I recently had a series of moderately unpleasant health problems, which eventually led to my being tested for a rare, and potentially very serious, genetic disease (for worried parties: the test was negative). I thought I would share this anecdote because, first, it’s the only time I’ve wished I had more genetic information about myself in a medical setting, and second, because it illustrates the sorts of gaps in medical knowledge that could be aided by routine genome sequencing.
I presented, as they say, with palpitations and syncope: briefly, while standing at a church during a wedding, I had passed out, and for a couple weeks since had been experiencing a host of unpleasant symptoms, including heart palpitations, chest pain, lightheadedness, and general fatigue. After a couple of chats with my GP, I was referred to a cardiologist.
The cardiologist reported that I had a somewhat abnormal EKG pattern, consistent with Brugada syndrome, an autosomal dominant genetic disease most notable (to me) for the fact that its primary symptom is sudden cardiac death. However, the particular EKG pattern I had was not diagnostic, and indeed is sometimes reported as a normal variant .
I agreed that it seemed reasonable to do a more diagnostic test. The cardiologist explained the possibilities to me, one of which entailed something along the lines of inserting electrodes through a vein directly into my heart. I, of course, asked why he couldn’t just sequence the bloody gene.
As it turns out, it’s not quite that simple— the test, if done commercially, costs over five thousand dollars (I’m ashamed to admit I hadn’t really totally realized how absurd prices for genetic testing are until I looked that up), but more importantly, mutations in the known causal genes can be found in only something like 30% of patients with the syndrome. Still, readers here can probably appreciate how frustrating it was to be unable to check immediately for these mutations.
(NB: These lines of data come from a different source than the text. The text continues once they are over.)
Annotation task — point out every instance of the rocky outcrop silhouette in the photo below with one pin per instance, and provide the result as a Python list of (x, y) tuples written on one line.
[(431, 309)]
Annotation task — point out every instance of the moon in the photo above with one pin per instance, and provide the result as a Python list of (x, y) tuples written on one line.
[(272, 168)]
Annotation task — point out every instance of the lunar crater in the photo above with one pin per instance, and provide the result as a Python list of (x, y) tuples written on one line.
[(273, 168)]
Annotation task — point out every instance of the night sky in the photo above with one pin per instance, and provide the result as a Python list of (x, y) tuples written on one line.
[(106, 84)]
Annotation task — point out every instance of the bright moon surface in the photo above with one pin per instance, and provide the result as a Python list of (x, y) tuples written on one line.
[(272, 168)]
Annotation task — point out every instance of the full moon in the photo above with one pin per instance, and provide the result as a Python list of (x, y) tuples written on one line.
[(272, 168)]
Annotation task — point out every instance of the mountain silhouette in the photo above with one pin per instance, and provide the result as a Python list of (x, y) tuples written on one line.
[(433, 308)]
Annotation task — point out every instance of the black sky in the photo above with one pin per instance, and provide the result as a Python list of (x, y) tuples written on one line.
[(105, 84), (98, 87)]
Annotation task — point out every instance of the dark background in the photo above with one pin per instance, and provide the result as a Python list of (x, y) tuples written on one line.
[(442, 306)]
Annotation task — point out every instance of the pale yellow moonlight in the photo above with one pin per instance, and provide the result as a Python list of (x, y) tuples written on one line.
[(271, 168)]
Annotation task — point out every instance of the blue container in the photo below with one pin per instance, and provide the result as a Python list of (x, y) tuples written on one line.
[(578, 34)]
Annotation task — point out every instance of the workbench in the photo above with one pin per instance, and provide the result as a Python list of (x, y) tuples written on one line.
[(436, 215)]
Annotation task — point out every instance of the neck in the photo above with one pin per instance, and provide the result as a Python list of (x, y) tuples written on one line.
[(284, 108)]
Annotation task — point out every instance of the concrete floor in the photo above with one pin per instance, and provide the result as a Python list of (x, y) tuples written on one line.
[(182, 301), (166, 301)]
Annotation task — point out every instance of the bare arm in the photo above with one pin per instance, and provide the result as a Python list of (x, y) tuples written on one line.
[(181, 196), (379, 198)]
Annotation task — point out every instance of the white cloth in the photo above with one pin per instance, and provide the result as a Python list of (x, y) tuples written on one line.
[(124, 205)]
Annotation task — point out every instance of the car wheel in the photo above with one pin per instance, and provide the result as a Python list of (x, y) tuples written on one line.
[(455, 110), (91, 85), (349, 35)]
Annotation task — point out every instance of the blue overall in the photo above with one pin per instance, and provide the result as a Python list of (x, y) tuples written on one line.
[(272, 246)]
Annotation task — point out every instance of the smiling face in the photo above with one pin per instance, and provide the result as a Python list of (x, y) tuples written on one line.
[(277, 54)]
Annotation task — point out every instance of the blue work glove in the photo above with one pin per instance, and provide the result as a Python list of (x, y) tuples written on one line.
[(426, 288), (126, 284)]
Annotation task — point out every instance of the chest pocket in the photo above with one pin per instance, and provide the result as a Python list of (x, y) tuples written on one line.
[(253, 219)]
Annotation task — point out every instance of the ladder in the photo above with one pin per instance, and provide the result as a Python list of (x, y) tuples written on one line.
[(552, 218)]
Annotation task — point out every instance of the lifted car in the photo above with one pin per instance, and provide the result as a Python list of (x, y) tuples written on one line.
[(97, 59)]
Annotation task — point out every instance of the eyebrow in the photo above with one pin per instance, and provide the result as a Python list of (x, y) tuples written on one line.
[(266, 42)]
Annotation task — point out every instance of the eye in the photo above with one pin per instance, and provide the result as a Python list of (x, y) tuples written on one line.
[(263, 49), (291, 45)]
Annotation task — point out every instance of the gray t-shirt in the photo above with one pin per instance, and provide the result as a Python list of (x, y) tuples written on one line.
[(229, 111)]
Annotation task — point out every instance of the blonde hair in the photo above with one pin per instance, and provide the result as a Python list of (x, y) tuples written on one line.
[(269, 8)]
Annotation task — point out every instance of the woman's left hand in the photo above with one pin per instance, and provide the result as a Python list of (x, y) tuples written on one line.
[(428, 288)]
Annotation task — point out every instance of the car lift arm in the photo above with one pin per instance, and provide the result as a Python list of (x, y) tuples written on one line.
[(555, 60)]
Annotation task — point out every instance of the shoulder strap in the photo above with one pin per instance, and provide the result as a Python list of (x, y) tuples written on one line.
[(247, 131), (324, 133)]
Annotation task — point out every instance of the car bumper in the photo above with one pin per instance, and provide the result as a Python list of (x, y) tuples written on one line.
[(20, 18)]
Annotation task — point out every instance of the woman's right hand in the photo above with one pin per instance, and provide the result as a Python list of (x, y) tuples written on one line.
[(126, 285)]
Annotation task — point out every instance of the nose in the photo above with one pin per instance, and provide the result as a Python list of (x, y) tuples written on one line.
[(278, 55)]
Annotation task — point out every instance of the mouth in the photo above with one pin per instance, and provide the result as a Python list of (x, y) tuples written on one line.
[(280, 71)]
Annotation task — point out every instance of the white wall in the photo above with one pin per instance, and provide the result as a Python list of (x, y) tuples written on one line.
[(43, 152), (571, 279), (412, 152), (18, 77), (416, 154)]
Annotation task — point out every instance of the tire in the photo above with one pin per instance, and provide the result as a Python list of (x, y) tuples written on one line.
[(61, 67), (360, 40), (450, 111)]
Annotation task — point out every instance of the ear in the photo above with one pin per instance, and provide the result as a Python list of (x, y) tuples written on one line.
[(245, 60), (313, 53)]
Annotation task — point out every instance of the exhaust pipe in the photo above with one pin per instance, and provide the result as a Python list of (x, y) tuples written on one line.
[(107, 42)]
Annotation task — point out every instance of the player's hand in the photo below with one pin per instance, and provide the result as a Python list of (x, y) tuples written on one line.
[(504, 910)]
In any case, I agreed to plan for a non-invasive test for the disease, and spent the next week scouring the literature and furiously calculating posterior probabilities: probability of Brugada syndrome given my symptoms, lack of family history, and the EKG; probability of sudden death given Brugada and the EKG; etc. By any reasonable calculation, these probabilities were all small but non-negligible.
In the end, the test was negative.
This whole episode was somewhat stressful and surreal, but it got me thinking a bit about the role of genome sequencing in medicine. What’s really striking to me is that the price of whole genome sequencing is already competitive with commercial Sanger sequencing tests of individual genes. As I mentioned, 70% of Brugada syndome cases cannot be linked to any individual gene. If instead of the commercial tests, these 70% of patients had their entire genomes sequenced, I bet the number of known causal genes would go up considerably. And my guess is that patients with mutations in different genes have somewhat different prognoses, and could be stratified by risk to some extent. People have talked about the role of sequencing in medicine for years; I hadn’t realized this was feasible (and economical) right now.
 For those familiar with the syndrome, my EKG is type III Brugada pattern (see the image in the post). Wikipedia says “Type 3 pattern is not uncommon in healthy subjects”, but the best estimates I could find in the literature put its prevalence at ~0.5%, which isn’t exactly common either.